I like spiders, so I sat by the flower bed
and watched them for a while before getting on
to the task at hand: separating and replanting
irises. A good many weeds had to be pulled out
in the process, so I went to get the wheelbarrow
to put them in; and the combination of irises
and wheelbarrow proved to be one of those odd
connections that took my mind back to childhood.
I was playing in the yard one evening in 1937
when my father pulled into the driveway in a
brand-new Chevrolet. I was 4 years old, and didn’t
know a new car was in the offing, so the memory
is as vivid as if it had happened yesterday. He
had gone to town and picked it up after work,
and on the way home he had encountered our
neighbor, Tillie Van Gilder, and given her a
ride. Never known for tact, Tillie made a remark
about being the first one to ride in the new
car, and that didn’t sit well with my mother;
she never liked either the car or Tillie much
after that.
Several years later, when we had moved to
another farm, a neighbor gave me a bushel basket
of irises and I took them home and asked my
mother where she would like them planted; she
replied that she didn’t like irises, because
Tillie Van Gilder was always bragging about
hers. I recalled that this was so; Tillie had
beautiful iris beds all around her yard, and
spent a lot of time on them. She was a
sharp-featured woman, full of energy, and always
bent forward as she walked; and she walked fast.
She gave the impression she would have run if it
had been lady-like. I often saw her pushing a
wheelbarrow loaded with hoes, rakes, spades, and
plant clippings as she bustled from one flower
bed to the next. In spite of my mother’s
opinions, she was a good neighbor.
Images of Tillie and her wheelbarrow, mixed
with the spiders, drifted through my mind the
rest of the afternoon, as I took four hours to
do a job that should have required one at most.

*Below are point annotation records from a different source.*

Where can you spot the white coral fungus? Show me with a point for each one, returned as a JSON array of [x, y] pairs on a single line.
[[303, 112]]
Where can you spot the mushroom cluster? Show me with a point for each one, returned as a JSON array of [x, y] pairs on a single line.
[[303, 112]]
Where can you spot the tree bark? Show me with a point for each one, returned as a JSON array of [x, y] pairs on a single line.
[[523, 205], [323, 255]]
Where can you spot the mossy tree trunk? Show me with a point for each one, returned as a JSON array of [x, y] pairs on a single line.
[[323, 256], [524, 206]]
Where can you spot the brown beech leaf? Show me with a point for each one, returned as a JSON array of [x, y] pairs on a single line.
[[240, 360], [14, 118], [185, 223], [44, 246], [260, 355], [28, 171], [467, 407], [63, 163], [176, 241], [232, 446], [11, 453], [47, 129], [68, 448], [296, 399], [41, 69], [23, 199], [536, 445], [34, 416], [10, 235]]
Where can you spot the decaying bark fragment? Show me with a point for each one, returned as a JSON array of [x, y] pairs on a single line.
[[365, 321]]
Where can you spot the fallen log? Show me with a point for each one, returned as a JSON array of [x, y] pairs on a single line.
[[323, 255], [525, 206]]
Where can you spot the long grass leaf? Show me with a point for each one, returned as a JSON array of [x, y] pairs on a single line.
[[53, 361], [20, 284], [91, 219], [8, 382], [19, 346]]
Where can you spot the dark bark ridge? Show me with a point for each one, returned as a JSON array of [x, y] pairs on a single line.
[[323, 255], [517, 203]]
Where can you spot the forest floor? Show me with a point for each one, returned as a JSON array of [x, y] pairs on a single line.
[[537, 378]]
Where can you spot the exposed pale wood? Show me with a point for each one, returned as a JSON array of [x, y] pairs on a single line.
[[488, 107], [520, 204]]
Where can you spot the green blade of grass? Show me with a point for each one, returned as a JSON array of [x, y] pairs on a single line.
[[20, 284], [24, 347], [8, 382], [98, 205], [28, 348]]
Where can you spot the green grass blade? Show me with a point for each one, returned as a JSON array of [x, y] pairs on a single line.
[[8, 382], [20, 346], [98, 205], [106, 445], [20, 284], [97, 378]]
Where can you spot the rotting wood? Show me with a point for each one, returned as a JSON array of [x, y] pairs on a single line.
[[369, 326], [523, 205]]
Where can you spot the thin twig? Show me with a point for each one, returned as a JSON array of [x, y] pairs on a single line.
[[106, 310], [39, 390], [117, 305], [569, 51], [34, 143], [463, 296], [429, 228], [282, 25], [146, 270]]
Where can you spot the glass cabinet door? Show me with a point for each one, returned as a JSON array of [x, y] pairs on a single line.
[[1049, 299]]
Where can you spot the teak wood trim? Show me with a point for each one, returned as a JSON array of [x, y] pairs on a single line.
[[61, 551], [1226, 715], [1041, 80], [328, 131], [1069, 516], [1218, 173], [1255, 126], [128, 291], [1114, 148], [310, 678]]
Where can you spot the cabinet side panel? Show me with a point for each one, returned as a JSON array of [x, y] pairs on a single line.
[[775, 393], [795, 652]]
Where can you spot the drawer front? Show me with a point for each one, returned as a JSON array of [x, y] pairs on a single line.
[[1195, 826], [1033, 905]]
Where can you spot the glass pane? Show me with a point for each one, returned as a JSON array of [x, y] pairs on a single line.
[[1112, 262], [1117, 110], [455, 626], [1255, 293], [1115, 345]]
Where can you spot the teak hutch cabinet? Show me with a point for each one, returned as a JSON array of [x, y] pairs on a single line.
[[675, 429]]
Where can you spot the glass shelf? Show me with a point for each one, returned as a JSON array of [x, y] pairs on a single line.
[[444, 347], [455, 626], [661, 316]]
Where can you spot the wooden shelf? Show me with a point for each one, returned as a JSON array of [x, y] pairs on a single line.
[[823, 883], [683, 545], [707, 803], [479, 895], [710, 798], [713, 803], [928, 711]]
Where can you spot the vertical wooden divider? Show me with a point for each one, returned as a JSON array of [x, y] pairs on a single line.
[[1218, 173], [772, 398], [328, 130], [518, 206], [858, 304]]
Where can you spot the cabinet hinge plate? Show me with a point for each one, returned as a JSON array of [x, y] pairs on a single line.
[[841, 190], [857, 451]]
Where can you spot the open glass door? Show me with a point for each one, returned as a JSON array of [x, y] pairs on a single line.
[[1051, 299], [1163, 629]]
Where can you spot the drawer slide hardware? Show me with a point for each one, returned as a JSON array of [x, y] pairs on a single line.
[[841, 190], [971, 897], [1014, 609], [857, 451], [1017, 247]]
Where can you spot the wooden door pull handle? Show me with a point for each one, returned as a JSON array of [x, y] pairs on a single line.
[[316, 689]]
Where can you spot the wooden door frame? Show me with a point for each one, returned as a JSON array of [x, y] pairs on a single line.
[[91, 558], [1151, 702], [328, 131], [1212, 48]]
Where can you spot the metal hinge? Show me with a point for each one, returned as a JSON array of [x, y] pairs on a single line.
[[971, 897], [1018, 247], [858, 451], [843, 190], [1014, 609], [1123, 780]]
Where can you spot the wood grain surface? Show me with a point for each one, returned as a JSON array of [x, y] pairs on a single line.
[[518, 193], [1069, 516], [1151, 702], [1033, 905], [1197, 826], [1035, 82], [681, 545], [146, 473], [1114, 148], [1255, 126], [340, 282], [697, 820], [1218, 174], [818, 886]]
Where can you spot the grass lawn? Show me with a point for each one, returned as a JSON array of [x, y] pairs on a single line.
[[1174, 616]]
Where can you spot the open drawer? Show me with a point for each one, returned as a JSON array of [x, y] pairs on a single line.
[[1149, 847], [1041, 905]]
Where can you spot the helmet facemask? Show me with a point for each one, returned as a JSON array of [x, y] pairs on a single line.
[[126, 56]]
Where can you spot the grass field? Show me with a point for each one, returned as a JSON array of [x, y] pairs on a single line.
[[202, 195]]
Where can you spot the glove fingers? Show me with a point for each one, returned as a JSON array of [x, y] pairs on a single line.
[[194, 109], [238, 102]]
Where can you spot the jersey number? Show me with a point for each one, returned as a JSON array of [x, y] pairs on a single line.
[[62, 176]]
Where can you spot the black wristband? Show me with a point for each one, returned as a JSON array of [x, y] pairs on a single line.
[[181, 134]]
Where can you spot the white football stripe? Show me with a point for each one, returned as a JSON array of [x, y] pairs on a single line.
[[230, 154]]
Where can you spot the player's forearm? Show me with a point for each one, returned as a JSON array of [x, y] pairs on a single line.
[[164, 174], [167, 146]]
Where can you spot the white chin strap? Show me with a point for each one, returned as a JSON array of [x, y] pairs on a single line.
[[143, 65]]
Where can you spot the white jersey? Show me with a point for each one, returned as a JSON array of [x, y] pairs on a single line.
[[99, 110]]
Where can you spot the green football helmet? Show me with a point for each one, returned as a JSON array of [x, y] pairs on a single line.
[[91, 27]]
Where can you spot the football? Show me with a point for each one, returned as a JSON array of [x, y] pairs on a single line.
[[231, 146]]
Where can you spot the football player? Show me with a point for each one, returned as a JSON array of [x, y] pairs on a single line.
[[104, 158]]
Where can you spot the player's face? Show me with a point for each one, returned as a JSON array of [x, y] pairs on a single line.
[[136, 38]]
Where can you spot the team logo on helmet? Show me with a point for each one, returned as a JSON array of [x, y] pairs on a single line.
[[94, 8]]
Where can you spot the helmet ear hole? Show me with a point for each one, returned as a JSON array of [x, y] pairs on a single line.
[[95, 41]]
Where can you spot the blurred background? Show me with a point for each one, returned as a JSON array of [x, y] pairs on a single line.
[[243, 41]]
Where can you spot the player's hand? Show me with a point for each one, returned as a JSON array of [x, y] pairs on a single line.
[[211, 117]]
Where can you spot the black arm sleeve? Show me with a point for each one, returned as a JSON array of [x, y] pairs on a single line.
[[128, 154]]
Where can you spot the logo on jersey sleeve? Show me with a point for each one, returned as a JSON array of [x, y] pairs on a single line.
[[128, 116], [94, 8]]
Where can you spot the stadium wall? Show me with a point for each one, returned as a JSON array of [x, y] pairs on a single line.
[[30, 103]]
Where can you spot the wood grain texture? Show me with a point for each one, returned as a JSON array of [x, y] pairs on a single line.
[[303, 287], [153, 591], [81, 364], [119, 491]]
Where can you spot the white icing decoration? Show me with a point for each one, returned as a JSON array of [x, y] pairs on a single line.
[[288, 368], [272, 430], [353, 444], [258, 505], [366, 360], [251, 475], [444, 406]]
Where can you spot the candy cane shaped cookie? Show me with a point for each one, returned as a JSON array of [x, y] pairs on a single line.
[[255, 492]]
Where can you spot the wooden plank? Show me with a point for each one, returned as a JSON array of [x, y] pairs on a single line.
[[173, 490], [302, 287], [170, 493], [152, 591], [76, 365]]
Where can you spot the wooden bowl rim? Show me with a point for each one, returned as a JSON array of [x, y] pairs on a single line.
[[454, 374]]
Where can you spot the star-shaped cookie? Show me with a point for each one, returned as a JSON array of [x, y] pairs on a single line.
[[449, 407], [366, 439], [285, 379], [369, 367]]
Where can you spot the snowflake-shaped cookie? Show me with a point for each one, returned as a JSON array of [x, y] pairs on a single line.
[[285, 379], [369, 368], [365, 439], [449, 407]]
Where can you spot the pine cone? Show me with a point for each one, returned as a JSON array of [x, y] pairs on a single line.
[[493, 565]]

Later when it came time to sit on the porch with
the evening’s cigar, the day produced its
biggest surprise. A couple of weeks earlier, in
response to an ultimatum from my wife, I had
cleaned out my office; and in the corner of a
closet there was a shoe box of clippings I had
brought home after my mother died. Just for
something to do, I took the box out to the
porch, lit my cigar, and started sifting through
the yellowed pages torn from magazines and
newspapers—recipes, poems, religious tracts,
postcards, obituaries— and near the bottom I
found a get-well card the Farm Women’s Club
had sent my mother one time when she was sick.
Everyone in the club had signed it… names I
had not heard or thought of for 50 years or
more. One in particular jumped off the page at
me: Matilda Van Gilder.
I wonder if the "etc." in the
definition of Indian Summer includes
coincidences?
Erratum:: Last month I wrote that Zino
Davidoff’s cigar store was in Zurich. This is
incorrect; it was in Geneva. To all aficionados I may have offended, mea culpa.